À partir des années 2000, l’OMS a inscrit sur la liste des médicaments essentiels (LME) l’association du Misoprostol et de la Mifépristone pour leurs propriétés abortives, et le Misoprostol pour les soins de l’avortement incomplet et les hémorragies du post-partum (Kumar, 2012 ; Millard et al., 2015 ; Shah et Weinberger, 2012)  Mais les pays ne suivent pas tous ces directives de l’OMS. Dans les pays où les lois sont restrictives, le Misoprostol est souvent inscrit sur la liste des médicaments essentiels uniquement pour sa prescription en gastroentérologie (Raghavan et al., 2012). L’OMS (2013), dans son manuel sur l’avortement sécurisé à l’intention des services de santé, décrit le type de produit abortif à utiliser (Mifépristone et/ou Misoprostol) dont la posologie et le mode d’administration vont varier selon la durée de gestation.

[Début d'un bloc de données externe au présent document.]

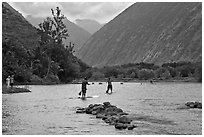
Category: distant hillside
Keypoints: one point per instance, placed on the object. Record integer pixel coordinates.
(77, 35)
(89, 25)
(17, 29)
(148, 32)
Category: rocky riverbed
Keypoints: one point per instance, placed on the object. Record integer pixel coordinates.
(109, 114)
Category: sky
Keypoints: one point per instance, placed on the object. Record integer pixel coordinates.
(102, 12)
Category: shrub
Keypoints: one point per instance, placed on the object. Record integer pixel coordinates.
(145, 74)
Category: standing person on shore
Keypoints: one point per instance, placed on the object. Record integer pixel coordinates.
(84, 83)
(109, 85)
(12, 81)
(8, 82)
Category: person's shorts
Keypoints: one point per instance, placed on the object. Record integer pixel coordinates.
(84, 91)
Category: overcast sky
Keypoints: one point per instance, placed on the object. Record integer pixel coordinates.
(102, 12)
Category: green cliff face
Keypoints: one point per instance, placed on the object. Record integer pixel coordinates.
(148, 32)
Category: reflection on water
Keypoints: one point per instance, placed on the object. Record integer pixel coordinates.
(153, 107)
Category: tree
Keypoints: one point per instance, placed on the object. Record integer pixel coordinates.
(52, 31)
(145, 74)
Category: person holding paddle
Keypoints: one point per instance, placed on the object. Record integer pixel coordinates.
(109, 85)
(83, 88)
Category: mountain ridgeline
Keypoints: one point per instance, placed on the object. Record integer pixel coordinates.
(148, 32)
(37, 56)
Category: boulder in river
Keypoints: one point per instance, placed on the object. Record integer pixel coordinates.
(194, 105)
(109, 114)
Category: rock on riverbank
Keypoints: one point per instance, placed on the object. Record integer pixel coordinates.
(14, 90)
(109, 114)
(194, 105)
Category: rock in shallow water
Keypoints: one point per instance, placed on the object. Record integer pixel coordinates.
(110, 114)
(194, 105)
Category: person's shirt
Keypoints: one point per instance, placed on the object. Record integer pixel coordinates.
(84, 83)
(7, 80)
(11, 79)
(109, 82)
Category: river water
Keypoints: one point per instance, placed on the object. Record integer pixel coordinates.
(155, 109)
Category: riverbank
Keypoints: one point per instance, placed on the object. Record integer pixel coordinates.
(122, 80)
(6, 90)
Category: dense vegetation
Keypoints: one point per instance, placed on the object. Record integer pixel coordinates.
(45, 59)
(147, 71)
(49, 61)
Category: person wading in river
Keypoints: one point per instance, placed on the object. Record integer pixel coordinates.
(83, 90)
(109, 85)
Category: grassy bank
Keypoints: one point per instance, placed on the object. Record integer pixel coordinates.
(6, 90)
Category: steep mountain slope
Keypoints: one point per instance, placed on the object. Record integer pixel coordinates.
(16, 28)
(148, 32)
(89, 25)
(77, 35)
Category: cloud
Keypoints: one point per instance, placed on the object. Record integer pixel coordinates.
(99, 11)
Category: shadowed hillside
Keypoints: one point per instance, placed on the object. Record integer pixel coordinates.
(148, 32)
(89, 25)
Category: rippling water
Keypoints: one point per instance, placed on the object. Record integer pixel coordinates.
(155, 109)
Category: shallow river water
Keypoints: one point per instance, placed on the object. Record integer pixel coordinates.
(155, 108)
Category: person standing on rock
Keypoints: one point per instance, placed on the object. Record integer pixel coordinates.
(12, 81)
(109, 85)
(84, 83)
(8, 82)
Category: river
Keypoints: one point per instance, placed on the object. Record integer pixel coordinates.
(51, 109)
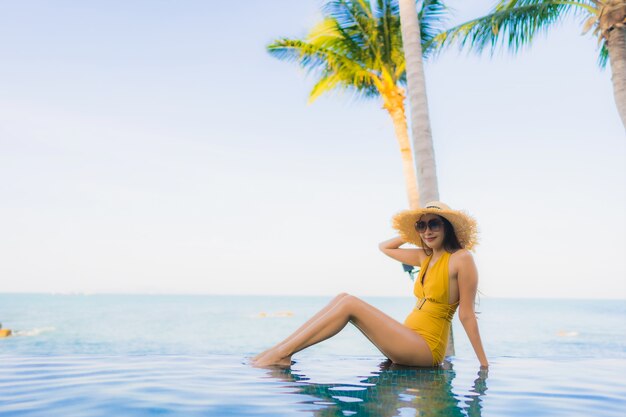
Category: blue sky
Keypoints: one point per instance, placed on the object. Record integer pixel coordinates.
(154, 146)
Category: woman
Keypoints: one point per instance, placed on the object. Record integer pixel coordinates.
(448, 279)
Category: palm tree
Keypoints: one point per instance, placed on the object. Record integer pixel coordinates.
(420, 121)
(423, 150)
(516, 22)
(357, 47)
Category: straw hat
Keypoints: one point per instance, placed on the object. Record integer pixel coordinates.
(464, 225)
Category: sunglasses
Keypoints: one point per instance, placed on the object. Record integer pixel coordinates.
(435, 225)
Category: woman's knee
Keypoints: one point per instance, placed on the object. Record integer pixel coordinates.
(348, 303)
(339, 297)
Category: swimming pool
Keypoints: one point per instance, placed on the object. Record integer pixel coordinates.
(186, 355)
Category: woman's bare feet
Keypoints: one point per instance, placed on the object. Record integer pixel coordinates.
(272, 357)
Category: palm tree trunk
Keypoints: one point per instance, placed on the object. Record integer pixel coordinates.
(393, 102)
(420, 122)
(616, 43)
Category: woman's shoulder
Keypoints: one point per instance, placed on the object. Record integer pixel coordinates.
(461, 254)
(461, 257)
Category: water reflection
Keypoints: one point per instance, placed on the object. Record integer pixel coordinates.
(392, 391)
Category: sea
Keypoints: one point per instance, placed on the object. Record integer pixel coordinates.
(188, 355)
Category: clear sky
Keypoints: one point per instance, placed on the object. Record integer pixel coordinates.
(154, 146)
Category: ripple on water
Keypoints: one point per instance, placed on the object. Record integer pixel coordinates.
(210, 385)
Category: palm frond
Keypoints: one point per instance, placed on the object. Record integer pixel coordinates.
(513, 23)
(432, 16)
(603, 56)
(311, 56)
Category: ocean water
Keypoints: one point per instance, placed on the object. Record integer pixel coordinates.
(143, 355)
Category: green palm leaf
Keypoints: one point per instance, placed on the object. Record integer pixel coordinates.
(356, 43)
(513, 23)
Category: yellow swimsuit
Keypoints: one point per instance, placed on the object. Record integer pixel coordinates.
(432, 314)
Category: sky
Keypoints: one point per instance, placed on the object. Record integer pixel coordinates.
(155, 147)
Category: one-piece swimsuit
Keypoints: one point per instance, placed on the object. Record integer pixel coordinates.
(432, 314)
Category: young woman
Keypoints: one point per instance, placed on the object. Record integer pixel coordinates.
(447, 279)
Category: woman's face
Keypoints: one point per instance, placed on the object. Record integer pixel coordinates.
(431, 230)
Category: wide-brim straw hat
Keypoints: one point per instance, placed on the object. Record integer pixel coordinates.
(464, 225)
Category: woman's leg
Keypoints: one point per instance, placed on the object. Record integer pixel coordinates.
(310, 321)
(394, 340)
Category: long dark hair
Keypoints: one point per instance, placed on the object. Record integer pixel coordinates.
(450, 241)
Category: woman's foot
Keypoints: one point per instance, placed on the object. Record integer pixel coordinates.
(272, 357)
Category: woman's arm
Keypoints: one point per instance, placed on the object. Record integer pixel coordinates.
(468, 283)
(392, 249)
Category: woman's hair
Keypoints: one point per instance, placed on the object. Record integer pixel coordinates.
(450, 241)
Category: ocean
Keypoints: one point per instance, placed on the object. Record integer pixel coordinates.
(177, 355)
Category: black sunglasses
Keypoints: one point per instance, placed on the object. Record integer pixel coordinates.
(434, 225)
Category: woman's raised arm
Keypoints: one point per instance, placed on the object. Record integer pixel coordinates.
(407, 256)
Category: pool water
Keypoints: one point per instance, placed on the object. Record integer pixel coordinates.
(187, 356)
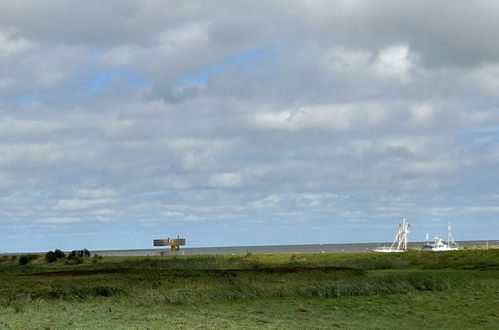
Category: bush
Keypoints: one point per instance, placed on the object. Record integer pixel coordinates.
(26, 258)
(55, 255)
(78, 254)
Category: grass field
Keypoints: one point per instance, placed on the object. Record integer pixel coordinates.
(416, 289)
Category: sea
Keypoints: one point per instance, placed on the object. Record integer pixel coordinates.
(258, 249)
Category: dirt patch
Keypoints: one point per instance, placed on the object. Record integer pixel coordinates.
(80, 272)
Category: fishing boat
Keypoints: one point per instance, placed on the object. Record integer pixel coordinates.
(441, 245)
(400, 242)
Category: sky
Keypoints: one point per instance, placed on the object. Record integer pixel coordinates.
(246, 122)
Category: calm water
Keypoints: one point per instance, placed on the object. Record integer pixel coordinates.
(311, 248)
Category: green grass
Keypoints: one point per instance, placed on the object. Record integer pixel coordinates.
(281, 291)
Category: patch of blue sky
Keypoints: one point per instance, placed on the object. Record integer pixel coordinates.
(106, 80)
(28, 99)
(480, 136)
(485, 129)
(242, 62)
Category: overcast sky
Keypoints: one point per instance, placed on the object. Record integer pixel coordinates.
(246, 122)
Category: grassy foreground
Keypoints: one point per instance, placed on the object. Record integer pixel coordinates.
(319, 291)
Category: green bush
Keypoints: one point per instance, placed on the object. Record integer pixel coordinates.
(55, 255)
(78, 254)
(26, 258)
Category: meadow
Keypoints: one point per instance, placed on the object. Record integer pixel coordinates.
(416, 289)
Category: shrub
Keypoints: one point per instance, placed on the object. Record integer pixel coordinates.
(26, 258)
(55, 255)
(78, 254)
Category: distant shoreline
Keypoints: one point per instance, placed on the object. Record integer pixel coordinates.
(262, 249)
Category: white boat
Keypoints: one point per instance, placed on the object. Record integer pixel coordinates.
(440, 245)
(400, 242)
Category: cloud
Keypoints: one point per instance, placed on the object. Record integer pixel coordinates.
(291, 116)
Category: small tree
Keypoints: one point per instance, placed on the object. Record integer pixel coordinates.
(55, 255)
(26, 258)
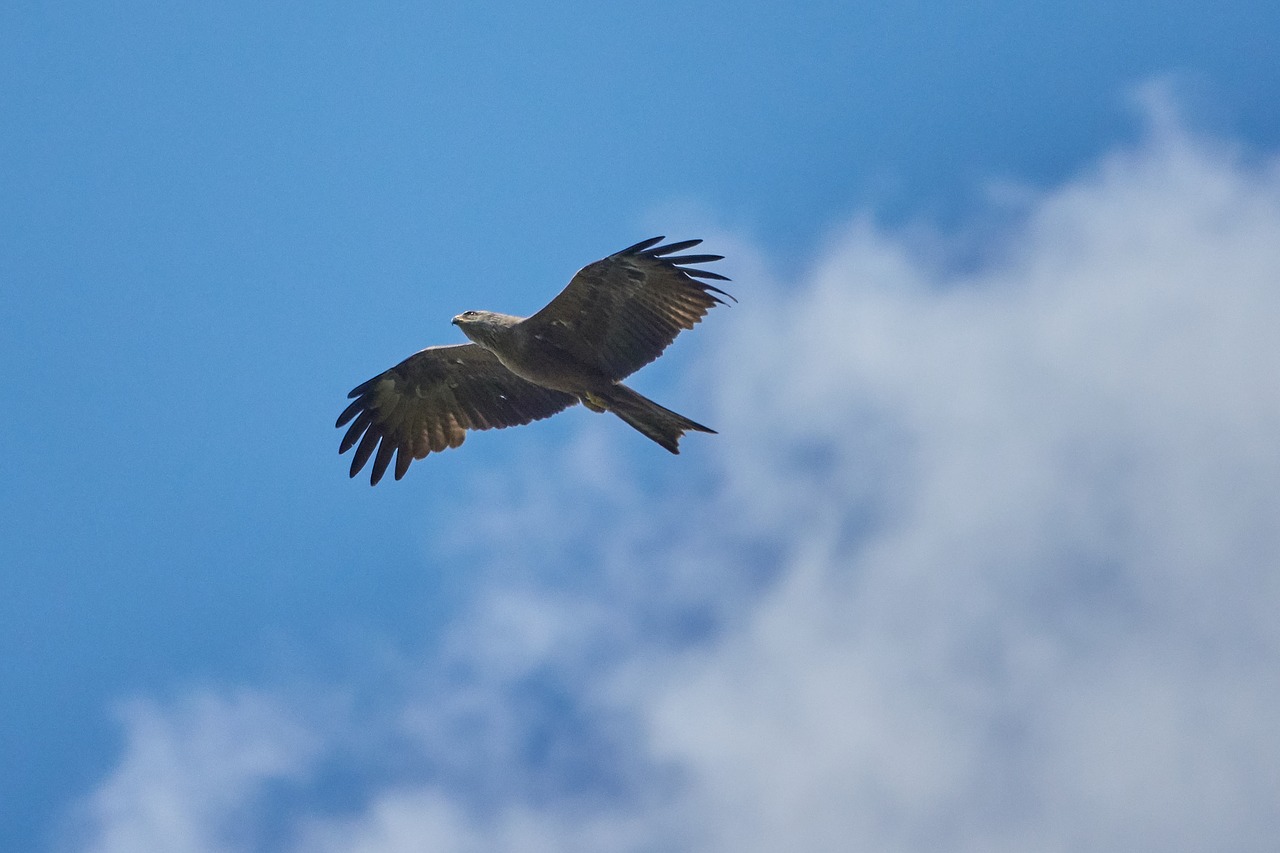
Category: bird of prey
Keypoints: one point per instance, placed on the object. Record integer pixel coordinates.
(615, 316)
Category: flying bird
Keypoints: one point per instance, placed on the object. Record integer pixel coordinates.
(615, 316)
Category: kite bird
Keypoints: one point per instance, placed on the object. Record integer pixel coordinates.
(616, 315)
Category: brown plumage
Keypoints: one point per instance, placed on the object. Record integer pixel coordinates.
(615, 316)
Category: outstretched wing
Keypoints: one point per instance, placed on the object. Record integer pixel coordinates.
(618, 314)
(432, 398)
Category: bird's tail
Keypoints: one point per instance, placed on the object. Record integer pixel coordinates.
(659, 424)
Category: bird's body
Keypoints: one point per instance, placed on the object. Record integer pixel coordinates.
(616, 315)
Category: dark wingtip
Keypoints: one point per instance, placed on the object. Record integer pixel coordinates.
(643, 245)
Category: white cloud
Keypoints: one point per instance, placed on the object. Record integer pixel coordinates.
(191, 774)
(982, 560)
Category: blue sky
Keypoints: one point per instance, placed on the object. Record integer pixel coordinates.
(219, 218)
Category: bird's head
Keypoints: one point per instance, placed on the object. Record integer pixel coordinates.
(483, 325)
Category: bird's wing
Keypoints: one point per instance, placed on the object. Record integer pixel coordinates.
(618, 314)
(432, 398)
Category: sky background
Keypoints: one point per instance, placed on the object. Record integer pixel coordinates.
(983, 557)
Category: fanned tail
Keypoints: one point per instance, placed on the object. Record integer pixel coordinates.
(659, 424)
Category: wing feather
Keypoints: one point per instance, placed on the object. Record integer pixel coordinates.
(429, 401)
(620, 313)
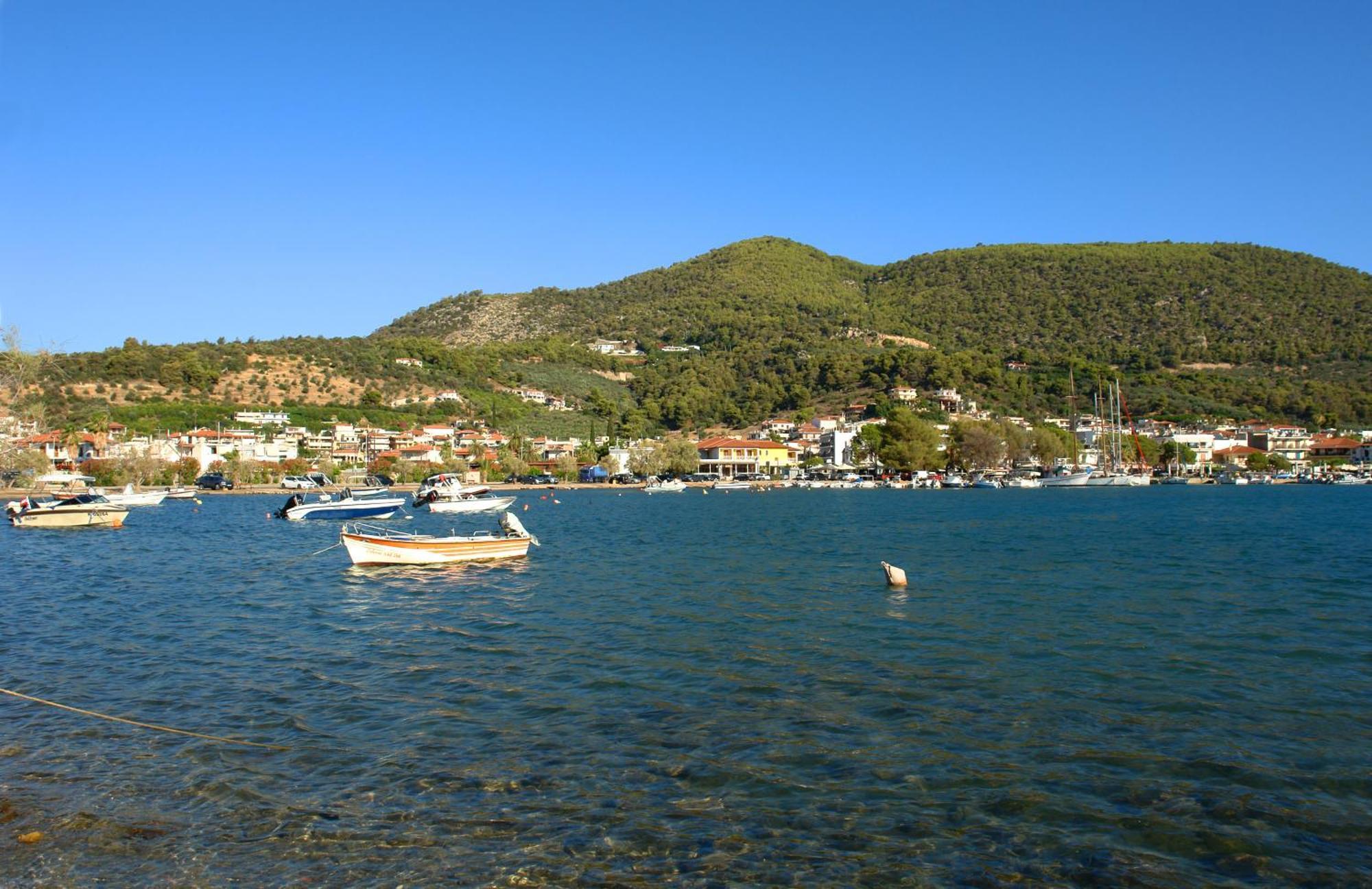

Le recours à l’avortement médicamenteux s’est largement développé depuis la fin des années 1980, aussi bien dans les pays ayant légalisé l’avortement que les autres. Les conditions d’approvisionnement et d’utilisation des médicaments varient, ce qui a des conséquences sur l’efficacité de la méthode et ses effets (Fernandez et al., 2009). Dans les pays où l’accès à l’avortement est restreint, son usage s’est diffusé depuis une trentaine d’années. En particulier, le Misoprostol a acquis une certaine « notoriété » pour ses propriétés abortives, qu’il soit administré par voie orale ou par voie vaginale (Barbosa et Arilha, 1993). Même s’il n’est pas officiellement reconnu par les autorités sanitaires ni disponible dans les services de santé, les femmes l’obtiennent à travers des réseaux informels ou en pharmacie, vendu pour d’autres indications.